Assume a Normal distribution with an average return of 7% and a standard deviation of 2%. What is the probability of an actual return of (a) more than 11%; and (b) less tha…

Question

asked Nov 18, 2021 43.9k views

1 Answer

Dassum · Answer 1 · 2021-11-24T00:32:55+0000

Answer:

0.023 is the probability of an actual return of more than 11%.

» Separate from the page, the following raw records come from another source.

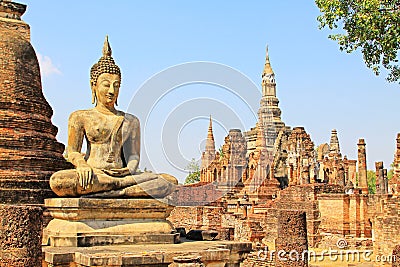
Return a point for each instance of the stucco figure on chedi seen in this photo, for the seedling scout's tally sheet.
(110, 166)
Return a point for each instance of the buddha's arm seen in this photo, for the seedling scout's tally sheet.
(131, 151)
(75, 139)
(133, 147)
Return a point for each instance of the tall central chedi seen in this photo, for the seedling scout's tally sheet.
(29, 151)
(269, 114)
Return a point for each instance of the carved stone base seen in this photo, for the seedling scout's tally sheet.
(84, 222)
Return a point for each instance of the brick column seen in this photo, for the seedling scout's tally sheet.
(292, 239)
(362, 167)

0.159 is the probability of an actual return of less than 5%.

Explanation:

We are given the following information in the question:

Mean, μ = 7%

Standard Deviation, σ = 2%

We are given that the distribution is a bell shaped distribution that is a normal distribution.

Formula:

$z_(score) = \displaystyle(x-\mu)/(\sigma)$

a) P(more than 11%)

P(x > 11)

$P( x > 11) = P( z > \displaystyle(11 - 7)/(2)) = P(z > 2)$

$= 1 - P(z \leq 2)$

Calculation the value from standard normal z table, we have,

$P(x > 11) = 1 - 0.977 = 0.023 = 2.3\%$

Thus, 0.023 is the probability of an actual return of more than 11%.

b) P(less than 5%)

P(x < 5)

$P( x < 5) = P( z < \displaystyle(5 - 7)/(2)) = P(z < -1)$

Calculation the value from standard normal z table, we have,

$P(x < 5) =0.159 = 15.9\%$

Thus, 0.159 is the probability of an actual return of less than 5%.